Furthermore, the logic instructions in the memory 1030 can be implemented in software functional units and stored in a computer readable storage medium when the logic instructions are sold or used as independent products. Based on such understanding, the technical solution of the present invention may be embodied in the form of a software product, which is stored in a storage medium and includes instructions for causing a computer device (which may be a personal computer, a server, or a network device) to execute all or part of the steps of the method according to the embodiments of the present invention. And the aforementioned storage medium includes: a U-disk, a removable hard disk, a Read-Only Memory (ROM), a Random Access Memory (RAM), a magnetic disk or an optical disk, and other various media capable of storing program codes.
In another aspect, an embodiment of the present invention further provides a non-transitory computer-readable storage medium, on which a computer program is stored, where the computer program is implemented by a processor to perform the method provided by the foregoing embodiments, for example, including: extracting characteristic information of data to be detected; the characteristic information comprises at least one or more combinations of flood flow characteristics, slow attack characteristics and application layer attack characteristics; inputting the characteristic information of the data to be detected into a pre-constructed distributed denial of service detection model, and acquiring a detection result of whether the data to be detected contains distributed denial of service. Or for example, include: extracting the characteristic information of known distributed denial of service attack data; the characteristic information comprises at least one or more combinations of flood flow characteristics, slow attack characteristics and application layer attack characteristics; and training by adopting the characteristic information of the known distributed denial of service attack data as sample data and adopting a machine learning mode to generate a distributed denial of service detection model for acquiring the detection result of whether the data to be detected contains distributed denial of service.
The above-described embodiments of the apparatus are merely illustrative, and the units described as separate parts may or may not be physically separate, and parts displayed as units may or may not be physical units, may be located in one place, or may be distributed on a plurality of network units. Some or all of the modules may be selected according to actual needs to achieve the purpose of the solution of the present embodiment. One of ordinary skill in the art can understand and implement it without inventive effort.
Through the above description of the embodiments, those skilled in the art will clearly understand that each embodiment can be implemented by software plus a necessary general hardware platform, and certainly can also be implemented by hardware. With this understanding in mind, the above-described technical solutions may be embodied in the form of a software product, which can be stored in a computer-readable storage medium such as ROM/RAM, magnetic disk, optical disk, etc., and includes instructions for causing a computer device (which may be a personal computer, a server, or a network device, etc.) to execute the methods described in the embodiments or some parts of the embodiments.
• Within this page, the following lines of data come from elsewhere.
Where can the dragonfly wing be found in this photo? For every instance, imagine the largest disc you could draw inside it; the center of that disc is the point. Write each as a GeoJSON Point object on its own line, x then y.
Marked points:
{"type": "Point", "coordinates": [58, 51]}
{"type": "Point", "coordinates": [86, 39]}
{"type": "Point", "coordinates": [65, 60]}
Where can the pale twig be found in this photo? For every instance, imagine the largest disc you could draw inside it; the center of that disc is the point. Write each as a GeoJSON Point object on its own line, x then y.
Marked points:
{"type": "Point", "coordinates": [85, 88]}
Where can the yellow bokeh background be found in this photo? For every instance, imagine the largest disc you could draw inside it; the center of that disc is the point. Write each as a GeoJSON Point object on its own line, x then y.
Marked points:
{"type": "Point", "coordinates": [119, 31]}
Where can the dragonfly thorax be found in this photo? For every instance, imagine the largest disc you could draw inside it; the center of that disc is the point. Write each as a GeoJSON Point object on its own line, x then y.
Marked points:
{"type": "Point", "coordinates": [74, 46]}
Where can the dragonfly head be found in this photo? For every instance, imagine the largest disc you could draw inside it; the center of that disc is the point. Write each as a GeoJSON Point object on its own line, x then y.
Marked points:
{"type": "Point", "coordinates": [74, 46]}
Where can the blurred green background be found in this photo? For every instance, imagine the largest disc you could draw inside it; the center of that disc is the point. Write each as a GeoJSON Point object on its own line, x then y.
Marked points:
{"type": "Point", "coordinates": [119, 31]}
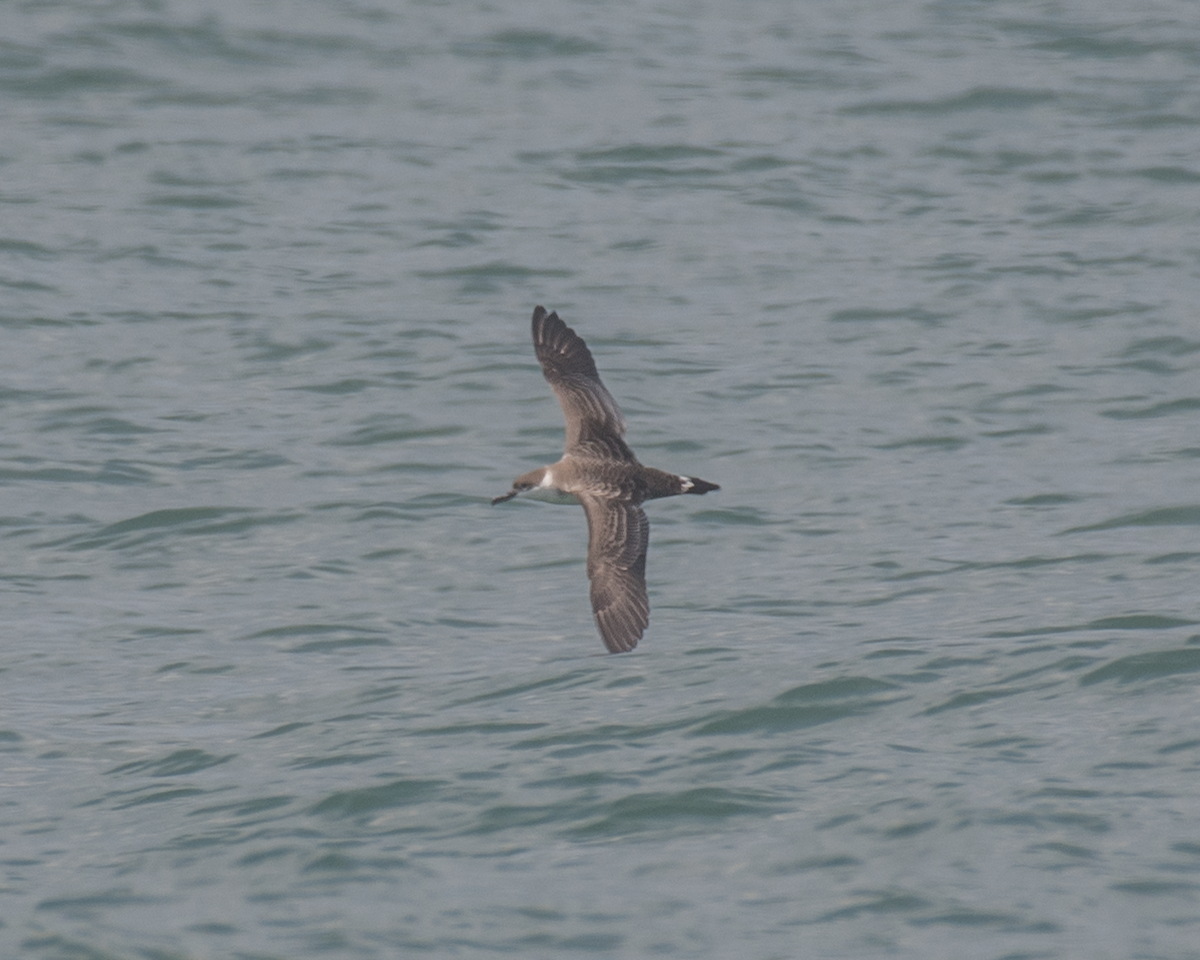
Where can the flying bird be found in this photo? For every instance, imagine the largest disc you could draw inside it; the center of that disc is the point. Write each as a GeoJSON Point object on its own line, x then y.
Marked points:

Finally, it should be noted that: the above examples are only intended to illustrate the technical solution of the present invention, but not to limit it; although the present invention has been described in detail with reference to the foregoing embodiments, it will be understood by those of ordinary skill in the art that: the technical solutions described in the foregoing embodiments may still be modified, or some technical features may be equivalently replaced; and such modifications or substitutions do not depart from the spirit and scope of the corresponding technical solutions of the embodiments of the present invention.

Claims (14)

1. A method for distributed denial of service detection, comprising:
extracting characteristic information of data to be detected; the characteristic information comprises at least one or more combinations of flood flow characteristics, slow attack characteristics and application layer attack characteristics; the flood flow characteristics are characteristics capable of reflecting flood attacks, the slow attack characteristics are characteristics capable of reflecting slow attacks, and the application layer attack characteristics are characteristics capable of reflecting application layer distributed denial of service attacks;
inputting the characteristic information of the data to be detected into a pre-constructed distributed denial of service detection model, and acquiring a detection result of whether the data to be detected contains distributed denial of service; the distributed denial of service detection model is a model which is obtained by training in a machine learning mode and is used for obtaining a detection result of whether the data to be detected contains distributed denial of service by taking at least one or more combinations of a flood flow characteristic, a slow attack characteristic and an application layer attack characteristic of known distributed denial of service attack data as sample data.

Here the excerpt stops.